EKBIS.CO, JAKARTA -- Pemerintah mencatat realisasi anggaran pendapatan dan belanja negara (APBN) 2022 defisit senilai Rp 237,7 triliun per 14 Desember 2022. Adapun realisasi ini setara 1,22 persen terhadap produk domestik bruto (PDB).
Menteri Keuangan Sri Mulyani mengatakan defisit terjadi karena realisasi pendapatan negara sebesar Rp 2.479 triliun dan belanja negara Rp 2.717,6 triliun. Menurutnya defisit juga menandakan pengelolaan APBN telah optimal sebagai shock absorber.
"Defisit ini jauh lebih kecil dari yang diindikasikan atau direncanakan yang tertuang di dalam Perpres 98/2022 sebesar Rp 840,2 triliun atau 4,5 persen PDB dari realisasi periode sama tahun lalu senilai Rp 617,4 triliun atau 3,64 persen dari PDB. Defisit menggambarkan APBN menjadi sehat kembali,” ujarnya saat konferensi pers APBN KiTA, Selasa (20/12/2022).
Jika dibandingkan periode yang sama 2021, Sri Mulyani menyebut angka defisit juga mengalami penurunan 61,5 persen.

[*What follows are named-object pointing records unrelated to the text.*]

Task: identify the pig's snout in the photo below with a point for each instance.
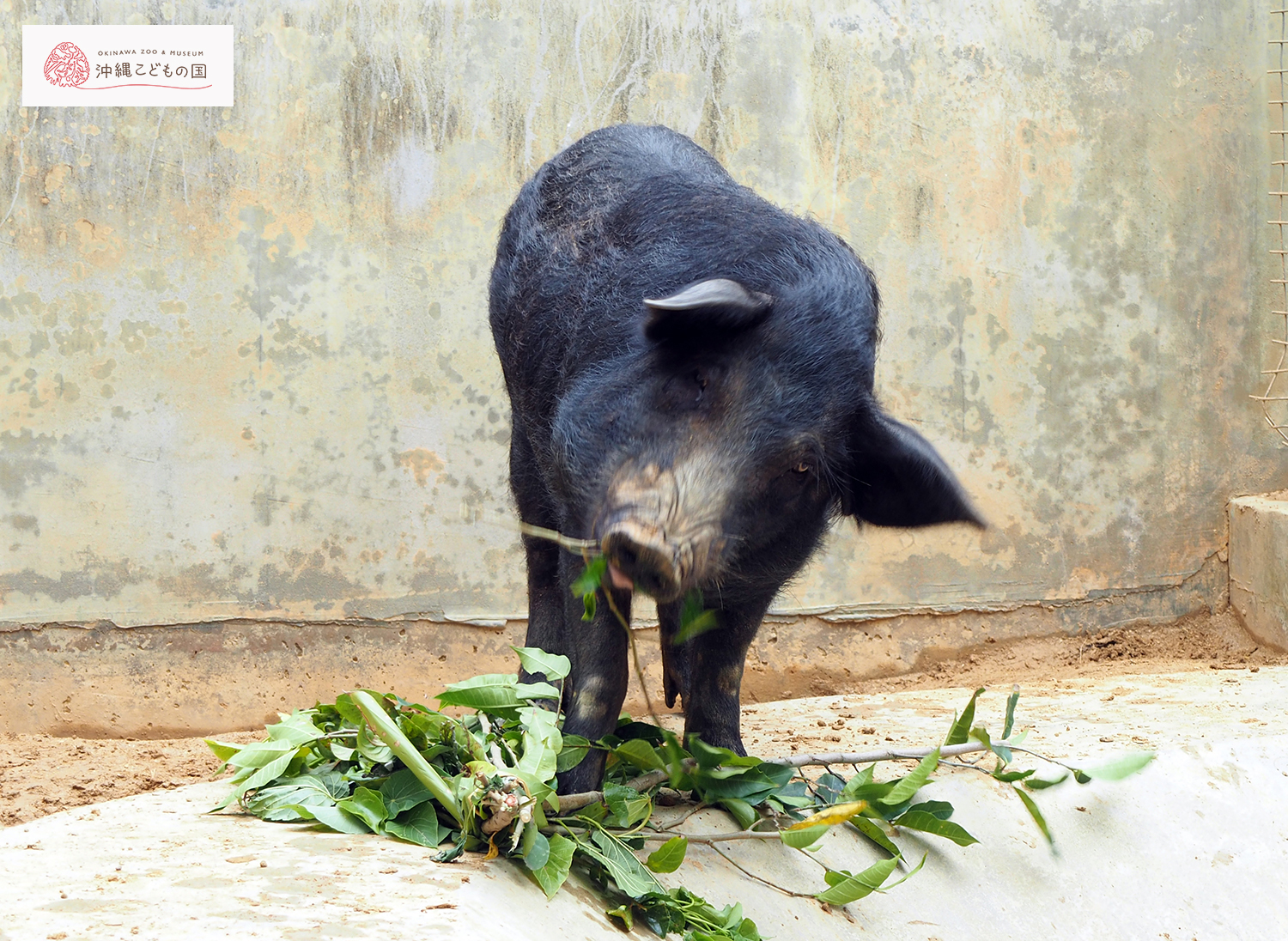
(643, 559)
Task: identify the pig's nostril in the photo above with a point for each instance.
(651, 568)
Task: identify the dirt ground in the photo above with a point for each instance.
(41, 774)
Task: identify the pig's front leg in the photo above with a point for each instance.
(598, 649)
(711, 699)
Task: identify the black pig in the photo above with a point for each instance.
(690, 370)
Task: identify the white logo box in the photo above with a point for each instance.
(126, 66)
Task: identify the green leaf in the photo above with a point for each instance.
(669, 856)
(337, 819)
(535, 690)
(574, 748)
(484, 693)
(850, 792)
(713, 756)
(631, 878)
(929, 823)
(414, 760)
(960, 730)
(260, 753)
(870, 829)
(849, 889)
(623, 913)
(268, 773)
(419, 825)
(1121, 768)
(536, 848)
(538, 662)
(742, 811)
(940, 809)
(981, 734)
(1010, 711)
(375, 752)
(695, 619)
(641, 753)
(803, 840)
(590, 578)
(283, 801)
(911, 783)
(366, 804)
(294, 730)
(1036, 814)
(829, 788)
(551, 876)
(404, 791)
(1009, 776)
(626, 804)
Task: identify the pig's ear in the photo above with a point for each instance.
(718, 306)
(898, 479)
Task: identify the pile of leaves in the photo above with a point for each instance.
(484, 780)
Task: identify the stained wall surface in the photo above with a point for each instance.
(244, 355)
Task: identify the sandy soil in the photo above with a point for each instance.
(40, 774)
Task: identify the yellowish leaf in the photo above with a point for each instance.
(829, 817)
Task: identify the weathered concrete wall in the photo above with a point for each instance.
(1259, 565)
(244, 355)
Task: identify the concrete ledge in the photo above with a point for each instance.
(1259, 565)
(174, 681)
(1193, 847)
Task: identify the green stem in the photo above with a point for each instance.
(401, 745)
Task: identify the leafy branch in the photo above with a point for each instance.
(486, 781)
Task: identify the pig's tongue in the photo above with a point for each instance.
(620, 578)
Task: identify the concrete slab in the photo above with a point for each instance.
(1259, 565)
(1193, 847)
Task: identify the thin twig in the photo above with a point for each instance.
(711, 838)
(762, 881)
(641, 784)
(888, 755)
(579, 546)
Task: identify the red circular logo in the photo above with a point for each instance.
(66, 66)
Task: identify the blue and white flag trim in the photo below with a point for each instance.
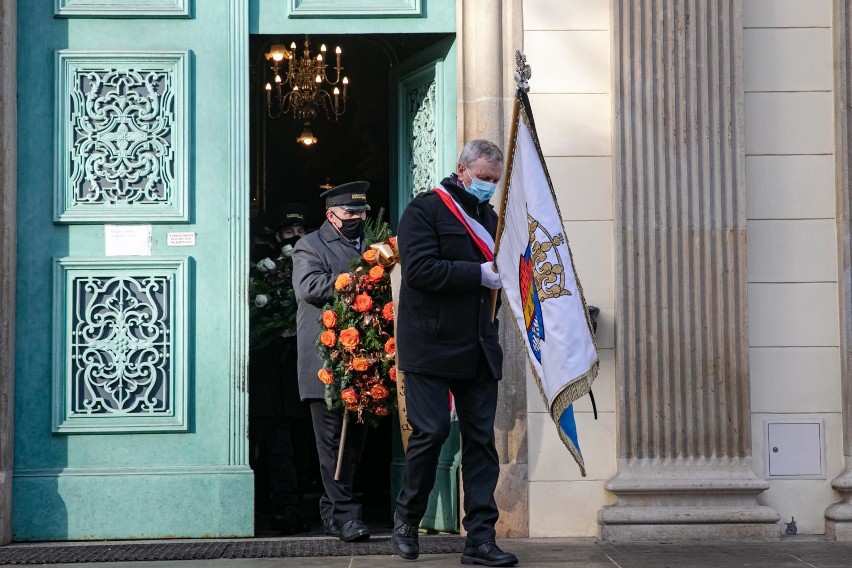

Per 14 Desember 2021, realisasi defisit APBN sebesar Rp 617,4 persen atau 3,64 persen dari PDB.
Melalui Perpres 98/2022, defisit APBN 2022 yang semula dirancang senilai Rp 868 triliun atau 4,85 persen dari PDB, telah diturunkan menjadi Rp 840,2 triliun atau 4,5 persen dari PDB.
Sri Mulyani menyebut pendapatan negara per 14 Desember 2022 mengalami pertumbuhan 36,9 persen. Dia mencatat pendapatan negara sebesar Rp 2.479 triliun utamanya ditopang oleh penerimaan perpajakan.
Belanja negara tumbuh 11,9 persen dibanding periode sama tahun sebelumnya sebesar Rp 2.429,4 triliun, yang terdiri dari belanja pemerintah pusat sebesar Rp 1.967,9 triliun atau naik 16,2 persen dan transfer ke daerah sebesar Rp 749,7 triliun atau 1,9 persen.
Secara rinci, belanja negara terdiri dari belanja kementerian/lembaga sebesar Rp 954,4 triliun atau terkontraksi 6,7 persen (yoy) dan belanja non kementerian/lembaga sebesar Rp 1.013,5 triliun atau naik 51 persen.
Sri Mulyani menjelaskan tingginya realisasi belanja non kementerian/lembaga disebabkan besarnya pengeluaran khusus subsidi dan kompensasi bagi masyarakat, yakni senilai masing-masing Rp 206,9 triliun dan Rp 268,1 triliun.
"Kondisi ini menggambarkan APBN bekerja sangat keras melindungi masyarakat melalui belanja kementerian/lembaga dan non kementerian/lembaga," ucapnya.
Dengan defisit yang rendah, Mantan Direktur Pelaksana Bank Dunia ini menyebut realisasi pembiayaan anggaran pun turun drastis sebesar 28,5 persen menjadi Rp 469,8 triliun dari Rp 656,8 triliun. Keseimbangan primer sebesar Rp 129 triliun atau turun 145 persen (yoy) dari minus Rp 286,7 triliun, serta terdapat sisa lebih pembiayaan anggaran (SiLPA) sebesar Rp 232,2 triliun.
"Defisit kita turun sangat drastis dari 3,64 persen menjadi 1,22 persen dari GDP. Ini dinamika siklus yang sifatnya positif dari APBN ke ekonomi, dan ekonomi kembali ke APBN," ucapnya.